Coca-Cola performed strongly on organic growth and operating margin in the third quarter, as revenue continues to be affected by headwinds from the company’s North American refranchising programme.
Net revenue of $9.01 billion was down 14.6% on the same period last year, but beat consensus estimates by around $240 million. Total unit case volume was stable, with slight growth in emerging and developing markets helping to offset poorer performance elsewhere.
As for the bottom-line, operating income was $2.12 billion – down 6.6% on last year – but operating margin improved considerably, gaining the equivalent of 4%. Organic revenue was up, too: growth of 4%, driven by a 3% improvement in pricing.
Coca-Cola’s chief executive officer, James Quincey, said: “I am encouraged with our progress and results in the quarter. Our performance reflects the strength of an organisation that is focused on delivering against its financial commitments while also making substantial structural and cultural changes.”

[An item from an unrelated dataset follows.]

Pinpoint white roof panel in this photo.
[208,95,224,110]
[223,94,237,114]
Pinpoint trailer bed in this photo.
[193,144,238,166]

The company expects to complete its North American refranchising effort by the end of this year, assigning any remaining company-owned bottling territory to new or existing partners. Earlier this week, Coca-Cola North America (CCNA) announced that president Sandy Douglas would retire at the start of next year, once the refranchising initiative is complete, with the current head of CCNA’s Minute Maid business set to replace him.
Nearly 80% of company-owned volume in the US has now been transferred to new ownership, with the remaining 20% expected to come in the next two months. In Africa, Coca-Cola reached a major milestone, agreeing conditions for the transferral of Anheuser-Busch’s 54.5% stake in Coca-Cola Beverages Africa.
But the measures have taken their toll, with massive year-to-date impairments from restructuring being reflected in Coke’s revenue.
EMEA: Volume growth and price mix growth were both up 1%, underlining strong concentrate sales growth in the Middle East & North Africa, outpacing concentrate sales performance in Western Europe. The company gained value share in juice, dairy and plant-based beverages, while there was high-single-digit growth in Coke’s Turkey, Caucusus and Central Asia unit, and mid-single-digit growth in Eastern Europe.
Latin America: Price mix growth of 10% was primarily driven by the Mexican market – though volume in Mexico declined 1%, affected by “cooler weather, higher amounts of rain, and a softening consumer environment”. Unit case volume for sparkling soft drinks declined in the mid-single digits, primarily due to Brazil and Venezuela, contributing to an overall high-single-digit decline in all of Brazil and central America.
North America: Price mix growth of 2% reflects the continued execution of the company’s disciplined occasion, brand, price and package strategy, as well as strong rate and mix growth in the foodservice and on-premise channel. Sparkling soft drinks price mix grew 3%. Unit case volume was even – including in sparkling soft drinks, where growth in Sprite was balanced by a comparable decline in Diet Coke.
Asia-Pacific: Price mix growth of 1% included a negative impact from geographic mix, which was driven by growth in India and China outpacing performance in Japan. Unit case volume growth of 3% was driven by low single-digit growth in the Greater China and Korea business unit and high single-digit growth in the India and Southwest Asia business unit. For the third quarter in a row, trademark Coca-Cola accounted for over half of the incremental volume growth in the operating segment, driven by strong performance of Coca-Cola in China.
Juices, dairy drinks and plant-based beverages performed well for Coke in a number of regions: the categories gained Coke share in Asia-Pacific and EMEA, and also recorded low-single-digit growth in Latin America. But carbonate sales managed to avoid further volume decline, meaning that the picture this quarter is less bleak than it could have been.
Coca-Cola’s juice, dairy drinks and plant-based beverages cluster saw 1% growth on a global basis – as did its tea and coffee products – but its water, enhanced water and sports drink offerings witnessed a 1% decline. In the US, Coke has launched a new sports drink as part of its Vitaminwater range, dubbed Vitaminwater Active, which it’s hoping will inspire athletic consumers in need of refuelling and rehydration.